Petitioner was indicted and found guilty by the jury of “rape.” Because the jury had been instructed both on forcible and statutory rape, but did not in its verdict specify which offense it had found, the Supreme Court of Georgia interpreted the “rape” conviction as one for statutory rape — an offense that includes no element of bodily harm. Moreover, there was no jury finding of forcible rape at the penalty phase of the trial.

Although the Georgia Supreme Court did not explain this holding, the holding itself is unambiguous. First, the Georgia court unequivocally stated:

“The only evidence of bodily injury, to support the crime of the kidnapping with bodily injury of the older child, is the bodily injury which resulted from the rape of that child.” 241 Ga., at 52, 243 S. E. 2d, at 501. Second, after concluding that the evidence of forcible rape could supply the bodily injury element of the crime of kidnaping, the Georgia court added:
“The state’s attempted reliance upon sodomy as constituting the bodily injury associated with the kidnapping of the older child is not ground for retrial.” Ibid., 243 S. E. 2d, at 502.

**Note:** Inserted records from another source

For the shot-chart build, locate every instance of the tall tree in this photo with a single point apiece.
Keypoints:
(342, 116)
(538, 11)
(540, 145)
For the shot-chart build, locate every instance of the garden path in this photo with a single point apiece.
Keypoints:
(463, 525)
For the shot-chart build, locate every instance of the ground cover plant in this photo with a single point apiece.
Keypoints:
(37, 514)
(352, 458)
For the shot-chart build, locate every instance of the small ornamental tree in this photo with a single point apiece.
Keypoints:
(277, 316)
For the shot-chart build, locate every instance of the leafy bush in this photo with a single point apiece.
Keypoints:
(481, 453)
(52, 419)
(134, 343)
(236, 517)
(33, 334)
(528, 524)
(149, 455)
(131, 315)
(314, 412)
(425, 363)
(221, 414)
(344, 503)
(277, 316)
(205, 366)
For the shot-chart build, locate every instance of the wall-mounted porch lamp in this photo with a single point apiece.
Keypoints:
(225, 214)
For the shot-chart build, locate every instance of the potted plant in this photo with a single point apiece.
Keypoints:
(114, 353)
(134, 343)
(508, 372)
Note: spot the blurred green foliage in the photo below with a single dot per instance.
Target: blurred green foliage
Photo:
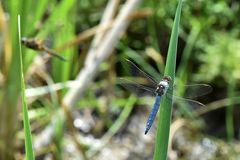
(208, 51)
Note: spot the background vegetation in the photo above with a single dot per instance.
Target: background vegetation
(104, 119)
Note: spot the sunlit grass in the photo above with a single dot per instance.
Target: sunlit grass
(26, 123)
(165, 114)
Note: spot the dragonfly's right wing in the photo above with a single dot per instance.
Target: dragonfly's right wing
(194, 90)
(137, 72)
(193, 104)
(136, 88)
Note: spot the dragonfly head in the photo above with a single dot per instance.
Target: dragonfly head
(167, 79)
(163, 85)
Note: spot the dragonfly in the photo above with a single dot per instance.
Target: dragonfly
(38, 45)
(159, 89)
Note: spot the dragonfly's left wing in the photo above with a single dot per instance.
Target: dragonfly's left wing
(136, 88)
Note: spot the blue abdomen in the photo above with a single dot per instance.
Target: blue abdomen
(153, 113)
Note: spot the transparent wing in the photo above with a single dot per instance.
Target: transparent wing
(193, 91)
(136, 88)
(137, 72)
(185, 101)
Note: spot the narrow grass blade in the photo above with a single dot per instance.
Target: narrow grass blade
(161, 144)
(26, 124)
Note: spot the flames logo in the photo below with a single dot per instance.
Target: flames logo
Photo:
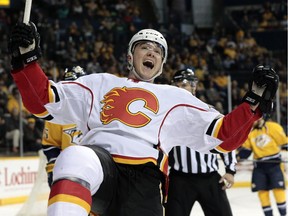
(116, 106)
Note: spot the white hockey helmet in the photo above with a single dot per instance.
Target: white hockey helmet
(146, 35)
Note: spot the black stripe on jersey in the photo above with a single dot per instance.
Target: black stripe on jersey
(211, 127)
(198, 159)
(206, 157)
(189, 165)
(48, 118)
(178, 152)
(57, 98)
(187, 160)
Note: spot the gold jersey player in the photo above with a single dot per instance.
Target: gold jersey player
(57, 137)
(129, 125)
(265, 142)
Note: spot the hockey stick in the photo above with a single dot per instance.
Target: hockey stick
(27, 11)
(26, 19)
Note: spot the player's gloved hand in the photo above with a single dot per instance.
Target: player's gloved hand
(24, 45)
(262, 88)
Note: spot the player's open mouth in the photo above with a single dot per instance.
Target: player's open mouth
(148, 64)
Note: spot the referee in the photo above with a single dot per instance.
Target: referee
(194, 176)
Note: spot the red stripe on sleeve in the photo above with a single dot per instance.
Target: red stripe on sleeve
(68, 187)
(33, 86)
(236, 126)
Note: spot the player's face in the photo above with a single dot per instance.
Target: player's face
(147, 59)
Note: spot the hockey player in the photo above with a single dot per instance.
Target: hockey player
(265, 142)
(193, 176)
(57, 137)
(129, 125)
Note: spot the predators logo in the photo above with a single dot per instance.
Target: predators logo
(116, 106)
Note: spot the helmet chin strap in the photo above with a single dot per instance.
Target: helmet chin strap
(145, 80)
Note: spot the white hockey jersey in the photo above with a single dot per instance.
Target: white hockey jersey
(135, 121)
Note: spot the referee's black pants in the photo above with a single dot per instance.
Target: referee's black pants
(186, 189)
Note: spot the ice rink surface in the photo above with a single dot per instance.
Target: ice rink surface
(242, 200)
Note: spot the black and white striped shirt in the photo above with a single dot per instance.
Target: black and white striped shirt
(186, 160)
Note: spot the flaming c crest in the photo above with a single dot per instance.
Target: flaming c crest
(116, 106)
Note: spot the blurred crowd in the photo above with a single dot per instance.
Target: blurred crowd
(94, 35)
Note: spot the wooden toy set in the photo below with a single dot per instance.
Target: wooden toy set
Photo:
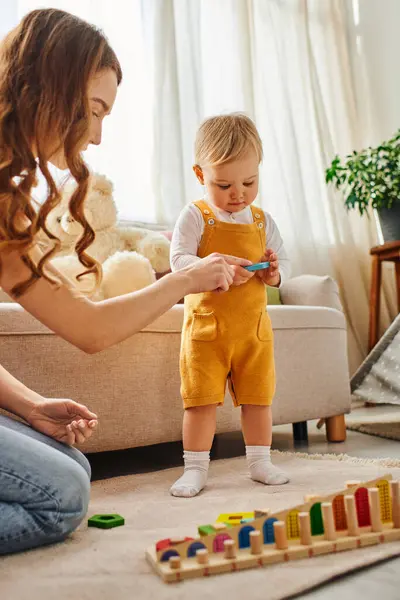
(361, 515)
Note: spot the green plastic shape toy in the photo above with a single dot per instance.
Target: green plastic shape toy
(106, 521)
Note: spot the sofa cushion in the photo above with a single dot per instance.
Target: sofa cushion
(15, 321)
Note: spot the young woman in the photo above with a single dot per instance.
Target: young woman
(58, 81)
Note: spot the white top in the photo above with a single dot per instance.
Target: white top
(189, 230)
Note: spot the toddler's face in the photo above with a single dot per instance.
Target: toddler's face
(231, 186)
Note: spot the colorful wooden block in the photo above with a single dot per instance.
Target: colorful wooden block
(106, 521)
(235, 518)
(363, 514)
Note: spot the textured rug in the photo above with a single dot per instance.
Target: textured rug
(386, 424)
(110, 564)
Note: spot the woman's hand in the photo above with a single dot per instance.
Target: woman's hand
(64, 420)
(216, 272)
(241, 275)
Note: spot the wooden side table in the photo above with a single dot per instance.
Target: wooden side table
(385, 252)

In the present case, when the Supreme Court of Georgia ruled on petitioner’s motion for rehearing it recognized that, prior to its opinion in the case, petitioner had no notice, either in the indictment, in the instructions to the jury, or elsewhere, that the State was relying on the rape to establish the bodily injury component of aggravated kidnaping:

“On motion for rehearing the defendant urges, among other things, that he was not on notice that evidence as to the older child’s injuries which resulted from her being raped would provide the evidence of her bodily injury to convict him of her kidnapping with bodily injury. He was on notice, however, that he was charged with forcible rape as well as kidnapping with bodily injury of the older child.
“Motion for rehearing denied." Id., at 67, 243 S. E. 2d, at 510.

Because the jury convicted petitioner of the same offense that it relied upon to find the statutory aggravating circumstances necessary to impose the death penalty — kidnaping with bodily injury, to wit, aggravated sodomy — the Georgia Supreme Court’s affirmance of that conviction on *18the basis of the bodily injury resulting from the rape is also unconstitutional under Cole v. Arkansas, 333 U. S. 196 (1948). Accordingly, under the dictates of that case, id., at 200, 202, the conviction must be reversed.